Server wants to extract a PR title from a GitHub tab:

```
1. Server sends dom_command {tab_id: 42, command: "dom_extract",
   payload: {extractions: [{name: "title", selector: ".markdown-title", type: "text"}]},
   pattern_id: "github_pr", request_id: "abc"}
       ↓ WebSocket
2. offscreen.js receives JSON → chrome.runtime.sendMessage({source: "offscreen", data: ...})
       ↓
3. background.js sees dom_command → chrome.tabs.sendMessage(42, ...)
       ↓
4. content.js runs document.querySelector(".markdown-title").textContent.trim()
   → chrome.runtime.sendMessage({type: "dom_result", request_id: "abc", result: {title: "Fix bug"}})
       ↓
5. background.js sees dom_result from tab → sendToOffscreen(message)
       ↓
6. offscreen.js sends over WebSocket → server
```

## Why This Architecture

**Why offscreen document for WebSocket?** Chrome kills service workers after ~30s of inactivity. The offscreen document is the only Manifest V3 mechanism for persistent connections.

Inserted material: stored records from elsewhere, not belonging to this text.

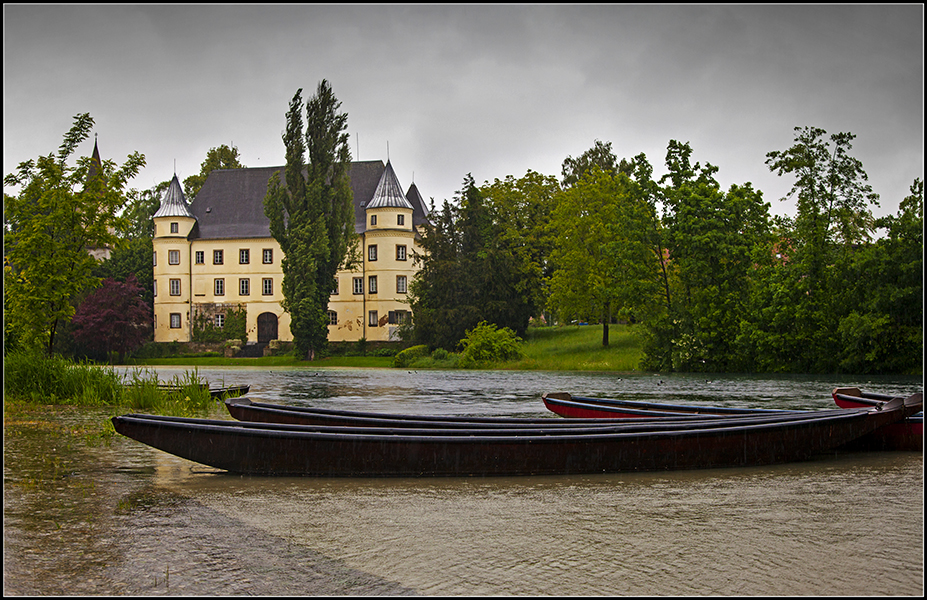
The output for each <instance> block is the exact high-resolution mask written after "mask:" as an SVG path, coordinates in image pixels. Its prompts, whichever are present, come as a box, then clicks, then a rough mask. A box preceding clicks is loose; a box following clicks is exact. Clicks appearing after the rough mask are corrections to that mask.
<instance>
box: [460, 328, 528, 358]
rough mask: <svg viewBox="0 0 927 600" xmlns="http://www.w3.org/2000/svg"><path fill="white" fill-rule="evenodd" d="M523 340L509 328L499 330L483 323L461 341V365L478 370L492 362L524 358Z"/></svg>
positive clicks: (471, 329) (514, 332)
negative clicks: (522, 352) (522, 348)
mask: <svg viewBox="0 0 927 600" xmlns="http://www.w3.org/2000/svg"><path fill="white" fill-rule="evenodd" d="M522 341H523V340H522V339H521V338H520V337H518V336H517V335H515V332H514V331H512V330H511V329H509V328H508V327H503V328H502V329H499V328H498V327H496V325H495V324H493V323H487V322H486V321H481V322H480V323H478V324H477V326H476V327H474V328H473V329H471V330H468V331H467V332H466V334H465V335H464V338H463V339H462V340H460V348H461V352H460V363H459V364H460V365H461V366H462V367H463V368H476V367H480V366H483V365H486V364H489V363H492V362H497V361H506V360H515V359H517V358H521V356H522V349H521V344H522Z"/></svg>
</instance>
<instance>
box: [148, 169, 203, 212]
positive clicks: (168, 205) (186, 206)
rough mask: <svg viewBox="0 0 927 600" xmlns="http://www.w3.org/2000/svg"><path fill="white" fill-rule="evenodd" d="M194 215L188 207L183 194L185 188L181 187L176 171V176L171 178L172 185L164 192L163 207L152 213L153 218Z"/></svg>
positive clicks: (161, 202) (161, 207) (186, 202)
mask: <svg viewBox="0 0 927 600" xmlns="http://www.w3.org/2000/svg"><path fill="white" fill-rule="evenodd" d="M192 216H194V215H193V214H192V213H191V212H190V210H189V208H188V205H187V200H186V198H184V195H183V188H181V187H180V182H179V181H178V180H177V174H176V173H174V178H173V179H171V185H170V186H168V188H167V191H166V192H164V197H163V198H162V199H161V207H160V208H158V210H157V212H155V214H154V215H152V218H154V217H192Z"/></svg>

**Why not WebSocket in content scripts?** Content scripts run in the page's origin. A WebSocket from `github.com` to `workingagents.ai` would hit CORS. The offscreen document runs in the extension's origin.

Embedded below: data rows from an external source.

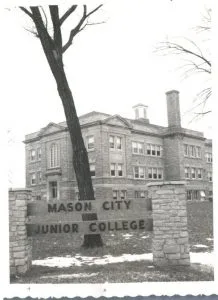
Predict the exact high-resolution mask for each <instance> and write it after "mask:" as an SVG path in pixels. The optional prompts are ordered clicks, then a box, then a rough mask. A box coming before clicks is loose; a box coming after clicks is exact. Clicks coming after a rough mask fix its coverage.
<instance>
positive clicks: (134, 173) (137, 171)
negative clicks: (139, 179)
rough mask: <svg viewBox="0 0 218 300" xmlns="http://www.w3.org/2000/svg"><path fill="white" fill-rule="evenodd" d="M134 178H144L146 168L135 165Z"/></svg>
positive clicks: (143, 178)
mask: <svg viewBox="0 0 218 300" xmlns="http://www.w3.org/2000/svg"><path fill="white" fill-rule="evenodd" d="M133 171H134V178H135V179H144V178H145V168H144V167H138V166H136V167H134V169H133Z"/></svg>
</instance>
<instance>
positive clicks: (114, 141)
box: [109, 135, 115, 149]
mask: <svg viewBox="0 0 218 300" xmlns="http://www.w3.org/2000/svg"><path fill="white" fill-rule="evenodd" d="M109 144H110V149H114V148H115V137H114V136H112V135H110V137H109Z"/></svg>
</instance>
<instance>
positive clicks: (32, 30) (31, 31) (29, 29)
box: [24, 27, 39, 38]
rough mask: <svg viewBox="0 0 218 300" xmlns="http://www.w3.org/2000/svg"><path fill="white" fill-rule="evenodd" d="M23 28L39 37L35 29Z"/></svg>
mask: <svg viewBox="0 0 218 300" xmlns="http://www.w3.org/2000/svg"><path fill="white" fill-rule="evenodd" d="M24 29H25V30H26V31H28V32H30V33H32V34H33V35H35V37H37V38H38V37H39V35H38V33H37V32H36V31H34V30H33V29H32V30H31V29H28V28H25V27H24Z"/></svg>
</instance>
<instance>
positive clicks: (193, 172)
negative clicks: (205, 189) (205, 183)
mask: <svg viewBox="0 0 218 300" xmlns="http://www.w3.org/2000/svg"><path fill="white" fill-rule="evenodd" d="M191 178H192V179H195V178H196V173H195V169H194V168H191Z"/></svg>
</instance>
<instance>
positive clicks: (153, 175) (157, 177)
mask: <svg viewBox="0 0 218 300" xmlns="http://www.w3.org/2000/svg"><path fill="white" fill-rule="evenodd" d="M148 178H149V179H162V178H163V169H162V168H148Z"/></svg>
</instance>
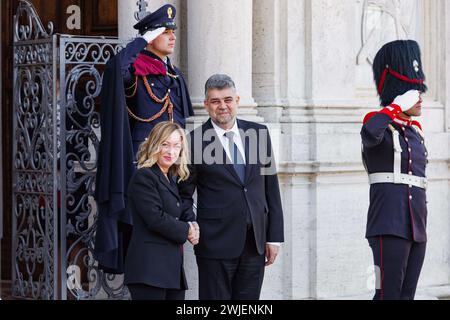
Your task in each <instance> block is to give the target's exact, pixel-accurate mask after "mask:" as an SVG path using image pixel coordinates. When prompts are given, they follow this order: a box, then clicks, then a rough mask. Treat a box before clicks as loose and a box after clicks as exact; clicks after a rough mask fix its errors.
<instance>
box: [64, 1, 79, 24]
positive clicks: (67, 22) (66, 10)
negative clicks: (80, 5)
mask: <svg viewBox="0 0 450 320" xmlns="http://www.w3.org/2000/svg"><path fill="white" fill-rule="evenodd" d="M66 13H67V14H68V15H69V17H68V18H67V20H66V26H67V29H69V30H81V8H80V7H79V6H77V5H71V6H68V7H67V10H66Z"/></svg>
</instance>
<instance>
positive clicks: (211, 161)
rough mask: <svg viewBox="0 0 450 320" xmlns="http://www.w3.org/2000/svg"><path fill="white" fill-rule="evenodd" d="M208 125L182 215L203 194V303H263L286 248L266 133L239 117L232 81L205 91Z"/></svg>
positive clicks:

**Why route through background.js?** Only the service worker has `chrome.tabs.sendMessage(tabId)`. The offscreen document can only broadcast via `chrome.runtime.sendMessage`.

**Why fire-and-forget in content.js?** Using `sendResponse` keeps the message channel open. If the async DOM operation takes too long, Chrome auto-closes it and rejects the promise in background.js, causing a duplicate error result. Separate messages avoid this race.